REGA launches Saudi Properties portal for foreign buyers starting January 2026
The application process moves online, but Makkah and Madinah stay tightly regulated.

Saudi Arabia’s Real Estate General Authority (REGA) opened applications for foreign real estate ownership through the official Saudi Properties portal. For decision-makers, this creates a single digital route to eligibility checks, submissions, and tracking, with special rules for the Holy Cities.
Saudi Arabia’s Real Estate General Authority (REGA) just opened applications for foreign real estate ownership through the official Saudi Properties portal, following the new Foreign Real Estate Ownership Law taking effect in January 2026. In plain terms: eligible foreign individuals, companies, and investors can now apply online for property ownership across the Kingdom, and they can track the process digitally from start to finish.
REGA says the portal is the official gateway for foreign real estate ownership applications in Saudi Arabia, and it is designed to create a streamlined “single official channel” for the process. The digitization matters because the Foreign Real Estate Ownership Law is not just a marketing change. It is a regulatory shift that turns eligibility, application, and monitoring into a structured workflow governed by REGA’s framework.
Here is the core of what Saudi Properties does. The platform lets prospective buyers complete the property ownership process electronically, from verifying eligibility to submitting and tracking applications. REGA also points to a geographic scope and regulatory framework that were approved alongside the law’s entry into force in January 2026, and the portal is how the authority operationalizes those rules.
The application process, however, is not one-size-fits-all. REGA notes that the process differs depending on the applicant. That distinction is important for foreign investors and the teams supporting them, because “eligible” is not a vibe. It is a status determined through a verification step, and that verification feeds into what you can submit and how. In other words, the portal is a front door, but the eligibility checks are the checkpoint.
The Saudi Properties portal allows eligible non-Saudi individuals, companies, and entities to own property across various regions of Saudi Arabia. That broad coverage is part of why foreign buyers are paying attention now. Saudi Arabia is simultaneously trying to accelerate and organize its property market, and REGA frames the move as the “next phase” of the country’s new foreign ownership regime. The portal is how foreign participation becomes systematic instead of discretionary.
But there is a giant “however,” and REGA is explicit about it: ownership in Makkah and Madinah remains subject to specific regulations. REGA says property ownership within the two Holy Cities is limited to defined rules, meaning the portal does not equal uniform access everywhere. For executives and boards, this matters because it can change the expected addressable market by geography. If your strategy assumed the Holy Cities would be open in the same way as other regions, the regulatory boundaries still apply, and the portal itself is where those boundaries will be enforced.
REGA also emphasizes that the regulatory framework provides greater transparency by linking ownership opportunities with structured pathways and official data sources. That design choice is a quiet but powerful signal.

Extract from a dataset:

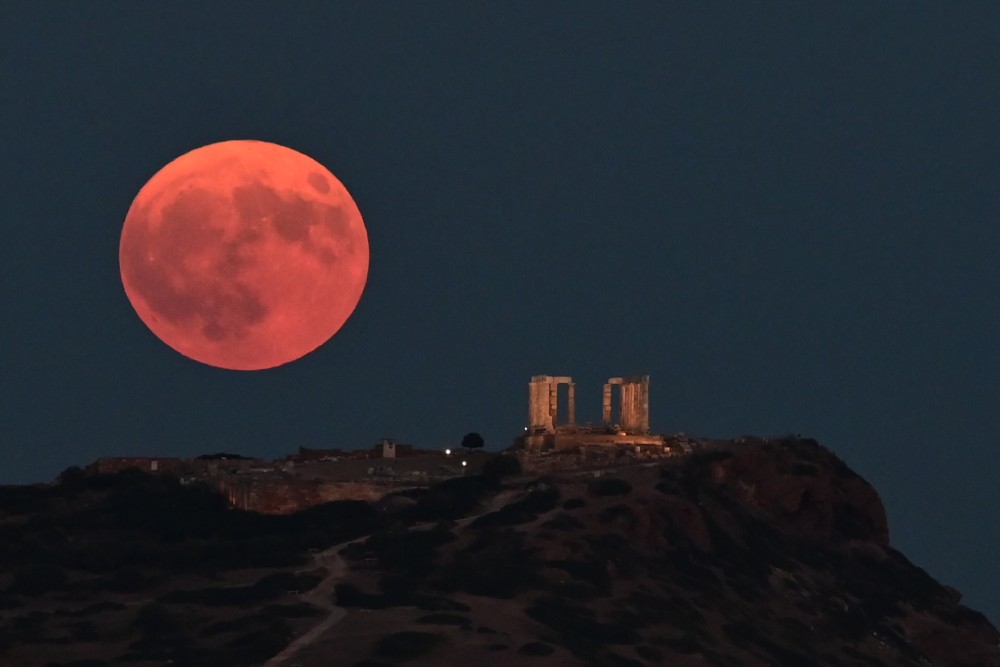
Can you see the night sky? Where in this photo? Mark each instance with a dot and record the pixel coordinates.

Instead of a fragmented set of instructions, the official portal approach concentrates information and application mechanics into a single channel. In fast-moving markets, concentration usually reduces confusion and increases compliance. It also changes how foreign buyers and their advisors assess risk, because they can point to an official process rather than piecing together guidance.
Zoom out and you get the broader market context REGA highlights. The implementation of the Foreign Real Estate Ownership Law arrives as Saudi Arabia’s property sector experiences significant growth. REGA says the market continues to benefit from that broader momentum, and it argues these developments are strengthening Saudi Arabia’s attractiveness as a destination for living, working, and investment. The Saudi Properties portal is the practical tool that turns that attractiveness into applications and, ultimately, ownership.
For peers across real estate, proptech, private markets, and cross-border investment, the takeaway is straightforward. Foreign ownership is no longer just theoretical policy. It has an official online interface, an eligibility verification step, and a regulatory framework that includes geography-specific limits like Makkah and Madinah. Companies that operate in the region, advise investors, or plan capital allocation now have to treat the Saudi Properties portal as the operational center of the foreign ownership pipeline. And for any board member assessing exposure to Saudi real estate demand, the most important question is not whether foreigners can apply, but how smoothly and predictably the official process translates interest into executed ownership.